Auditions - Other Desert Cities

Posted by Carmel Community Players, Inc. ; Posted on 
Performing - DEADLINE :  
Auditions - Other Desert Cities

   

Carmel Community Players is excited to announce auditions for “Other Desert Cities”, written by John Robin Baitz, directed by Jim LaMonte, produced by Risa Krauter. Production dates are three weekends, January 26-February 11, 2018, Fridays and Saturdays, 7:30 pm, Sundays, 2:30 pm.

Auditions will be October 15 & 16 at 7 pm at CCP located at 14299 Clay Terrace Blvd., Carmel, IN 46032.

Auditioners will read from the script. Prepared monologues are encouraged but not required.

In this searing comedy-drama, young writer Brooke Wyeth returns home to Palm Springs to celebrate Christmas with her famous and politically-connected parents, brother and aunt. When she announces her plans to publish a tell-it-all memoir of crucial events in the family’s past, she brings to light old wounds, family secrets, scandal and intrigue. “The script crackles with wit, humor and life”. This riveting and humorous play was nominated for a 2012 Tony Award for Best Play and was a finalist for the 2012 Pulitzer Prize.

Characters
Lyman Wyeth: (Late 50’s to late 70’s): Kind and gentle patriarch. A Hollywood B actor with some celebrity and charm who turned that into political influence. He is conservative but with a sense of humor about himself and a deep love for his family. “He is sturdy in the way of old Californians of a particular type.” (Baitz)

Polly Wyeth: (Late 50’s to late 70’s) Lyman’s wife. Graceful and acerbic matriarch. She has been active for decades in the Republican Party. She is deeply devoted to the preservation of her social standing, her family and the health of her husband. “Elegant and forthright and whip-smart.” (Baitz)

Brooke Wyeth: (Mid 30’s to 40’s) Lyman and Polly’s adult daughter. She is a professional writer who has been living in New York after a mental breakdown. Her tortured relationship with her family has centered on her opposing Liberal political views. “An attractive and dry woman.” (Baitz)

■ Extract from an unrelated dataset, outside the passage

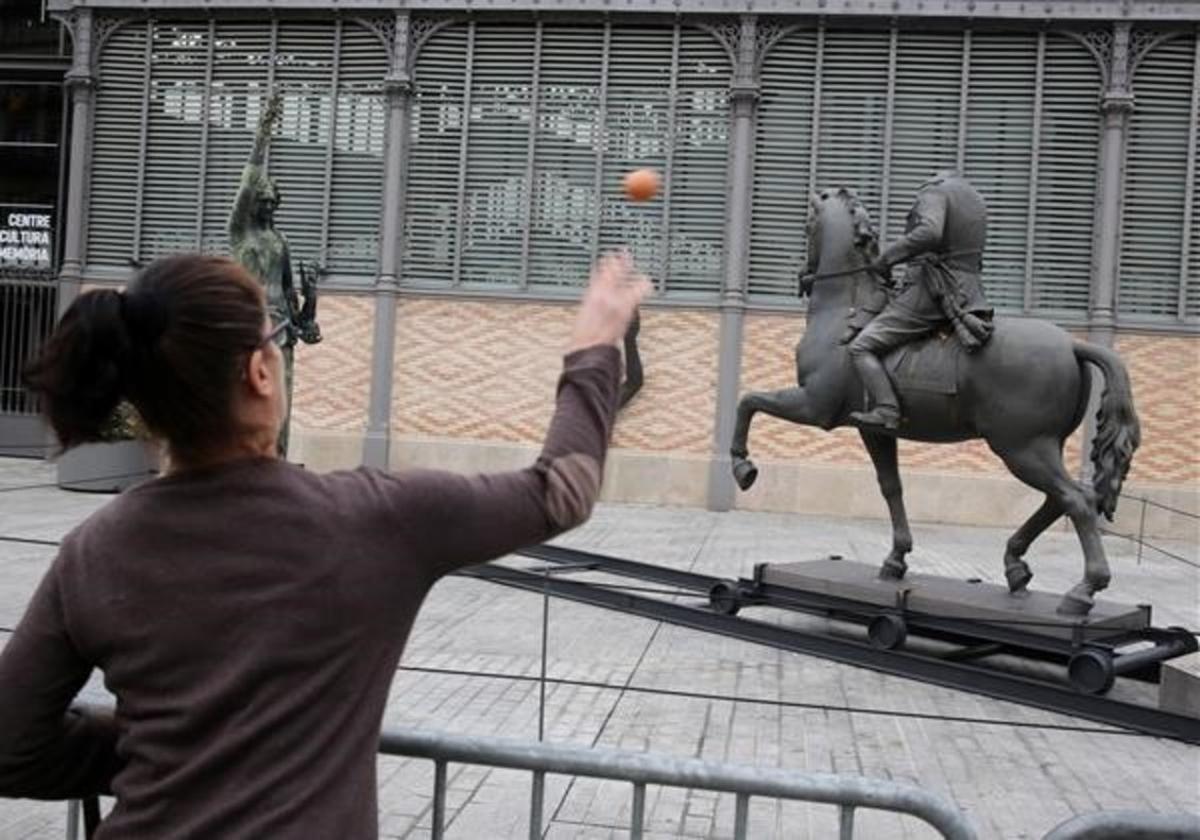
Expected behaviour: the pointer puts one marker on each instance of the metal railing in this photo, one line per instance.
(640, 769)
(643, 768)
(1128, 826)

Trip Wyeth: (Late 20’s to mid 30’s) Brooke’s brother. Witty and self-effacing. He is a TV producer for reality TV – in a family obsessed with his intellectual, older sister’s mental health. He assumes the role of second banana with grace. “A bright, funny man.” (Baitz

Silda Grauman: (late 50’s to early 70’s) Polly’s sister. Creative, fragile, and funny. A former B movie writer, and the Bohemian, polar opposite of her sister. She is fresh out of rehab and repays the support of the conservative Wyeths by joining Brooke in some liberal needling of her parents. “A mess. No makeup, hair disheveled. She wears a muumuu and carries a pill case marked with the days of the week.” (Baitz)

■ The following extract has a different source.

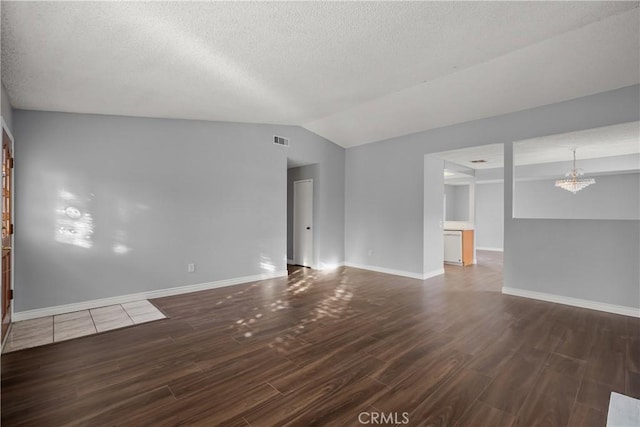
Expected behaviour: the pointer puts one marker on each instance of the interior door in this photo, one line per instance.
(303, 222)
(7, 231)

Other Desert Cities Plot Summary:
It’s December 2004 and Brooke Wyeth returns home to Palm Springs after a six year absence to celebrate Christmas with her parents, her brother and her aunt. Brooke announces that she is about to publish a memoir dredging up a pivotal and tragic event in the family's history – a wound they don't want reopened. In effect, she draws a line in the sand and dares them all to cross it.

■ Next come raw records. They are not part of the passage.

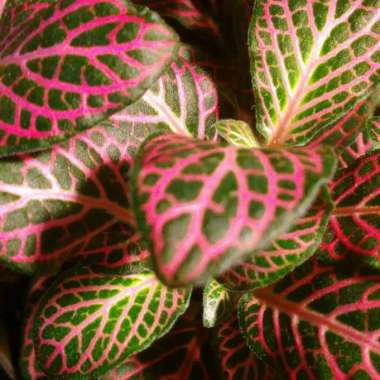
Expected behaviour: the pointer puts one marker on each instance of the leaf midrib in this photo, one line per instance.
(280, 303)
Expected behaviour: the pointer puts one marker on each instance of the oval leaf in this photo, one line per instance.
(354, 227)
(236, 361)
(53, 204)
(311, 63)
(182, 354)
(90, 320)
(184, 100)
(67, 65)
(203, 206)
(317, 323)
(283, 255)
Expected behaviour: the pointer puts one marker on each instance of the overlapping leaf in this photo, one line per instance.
(67, 65)
(236, 361)
(184, 100)
(29, 365)
(284, 254)
(218, 303)
(203, 206)
(311, 63)
(320, 322)
(354, 227)
(183, 353)
(187, 13)
(237, 133)
(56, 203)
(90, 321)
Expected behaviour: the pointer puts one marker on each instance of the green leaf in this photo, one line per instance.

Every character is smart, quick-witted and deeply flawed. The parents are wealthy, well-connected Republican activists and friends of the Reagans. Lyman Wyeth, an actor known for his death scenes, has been state GOP chair. Polly, his wife and ferocious protector, is a forceful practitioner of tough love – with her children as well as her liberal, alcoholic sister and former screenwriting partner, Silda, now recovering from her latest round of rehab. Lefty daughter Brooke is a novelist who's been going through a rough patch of writer's block and a breakdown that involved a long hospital stint. She's home for the holidays, as is her younger brother, apolitical TV producer Trip. And she's brought her manuscript, snapped up by Knopf, which tells the story of her beloved, older brother's involvement in the fatal Vietnam War-era bombing of a military recruitment center, his suicide and their parents' responsibility for his actions.